Il est grand temps de sensibiliser le monde du travail aux menstruations

En 2018, l’organisation suédoise MENSEN – forum för menstruation a obtenu de l’Agence suédoise pour l’égalité un financement pour un projet d’un an sur le thème des menstruations depuis la perspective du travail. Au travers de ce projet pilote qu’elle mène en collaboration avec une entreprise de Göteborg, MENSEN cherche à établir une « certification menstruelle » d’entreprise.

Concrètement, cela signifie sensibiliser les employeurs et les employés aux menstruations depuis une perspective physiologique et sociologique et explorer en commun les meilleures approches pour créer un environnement de travail sensible aux menstruations. Le projet a pris cours il y a quatre mois seulement, mais il apparaît déjà clairement que la certification menstruelle répondra aux besoins de nombreuses travailleuses menstruées ou souffrant de complications liées à leur cycle menstruel.

Les règles, bien qu’elles constituent une fonction corporelle normale, restent entourées de tabous et de préjugés dans nombre de pays et contextes. On songe notamment à la « précarité menstruelle » en Grande-Bretagne et dans bien d’autres pays, à l’injustice de la « taxe tampon » (les protections hygiéniques assujetties à la taxe sur la valeur ajoutée, alors que d’autres produits considérés de première nécessité en sont exempts), à l’absentéisme résultant des règles, voire à la pratique du chaupadi (le bannissement des femmes dans des huttes d’isolement durant leur période menstruelle) dans l’ouest du Népal.

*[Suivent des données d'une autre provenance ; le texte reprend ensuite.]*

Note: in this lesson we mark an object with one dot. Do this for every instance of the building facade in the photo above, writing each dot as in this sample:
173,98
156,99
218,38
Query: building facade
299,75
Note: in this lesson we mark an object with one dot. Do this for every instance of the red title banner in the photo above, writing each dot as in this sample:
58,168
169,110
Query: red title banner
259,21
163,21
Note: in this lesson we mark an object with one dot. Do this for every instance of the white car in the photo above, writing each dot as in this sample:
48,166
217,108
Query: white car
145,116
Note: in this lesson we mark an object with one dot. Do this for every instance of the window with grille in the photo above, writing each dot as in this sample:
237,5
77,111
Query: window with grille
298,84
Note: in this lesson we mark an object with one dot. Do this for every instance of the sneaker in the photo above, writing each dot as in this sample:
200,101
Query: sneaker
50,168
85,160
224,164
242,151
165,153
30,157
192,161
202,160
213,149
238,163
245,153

Les milieux universitaires ont évoqué une stigmatisation cachée associée aux menstruations, qui tient au tabou qui entoure la communication sur cette question. Ainsi, les menstruations sont généralement passées sous silence et les femmes menstruées prennent leurs dispositions pour physiquement dissimuler leurs règles.

Cette situation ne date pas d’aujourd’hui. À l’époque de Pline l’Ancien (23-79) déjà, les femmes réglées étaient décrites comme un danger pour leur entourage – une idée qui n’a pas tardé à être consignée dans les encyclopédies et répandue aux quatre vents, sous diverses formes, au fil des siècles.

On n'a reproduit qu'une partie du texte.